Trend Micro has identified an insidious new form of Mac malware that is propagated by injecting itself into Xcode projects before they are compiled as apps.
So good they tried it twice
We’ve seen a similar attack before. The so-called “XCode Ghost” was a malware-infested version of Apple’s developer environment that was distributed outside of Apple’s channels. Apps built using the software were preinstalled with malware.
While security researchers were rightly concerned about XCode Ghost, the problem was quickly curtailed as Apple used the moment to stress the need to download critical files only from bona fide App Stores. It is much easier to subvert systems via poorly secured third-party app stores, and security is part of what we pay for when we purchase an app.
All the same, that particular incident served as a good illustration of the extent to which bad actors will go in order to subvert systems.
In this case, they worked to create an alternative environment in which the actual damage was caused quite some time later as apps were released.
The latest challenge, which Trend Micro says is part of the XCSSET “family,” is similar, in that it works to infect apps before they are created, with malicious code hidden inside the apps that eventually appear.
Developers: Secure your GitHub assets
Trend Micro warns that it has identified developers affected by this malware who are sharing their projects through GitHub, which suggests early proliferation via a supply chain attack. Essentially, malware miscreants attempt to infect files stored on GitHub.
Developers themselves may not be aware of this problem, as it doesn’t show until applications are built and distributed.
Affected users will see web browser security compromised, with cookies read and shared and backdoors created in JavaScript that malware authors may then be able to exploit, Trend Micro said. Data from other apps may also be at risk of exfiltration.
“The method of distribution used can only be described as clever. Affected developers will unwittingly distribute the malicious trojan to their users in the form of the compromised Xcode projects, and methods to verify the distributed file (such as checking hashes) would not help as the developers would be unaware that they are distributing malicious files,” TrendMicro writes.
What to do
Apple is aware of this new problem and is warning all users not to download applications from unknown entities or App Stores and is thought to be taking steps to address the threat in a future security update. Developers, meanwhile, should ensure they secure their GitHub repositories and double-check their assets there.

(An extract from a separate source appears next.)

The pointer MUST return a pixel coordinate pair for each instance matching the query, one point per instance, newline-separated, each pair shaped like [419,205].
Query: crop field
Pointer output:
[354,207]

Mac users should only download items from approved sources and may want to consider installing and running the latest security protection software to help verify existing system security. The rapidly growing number of Mac-using enterprises should encourage their users to double-check their own system security while ensuring internally developed code is safe against this unusual new infection.
It’s important not to overreact, however. At present, this is not a scourge, but a relatively small threat. It is, however, one that reflects current security trends as malware makers get smarter in their attempt.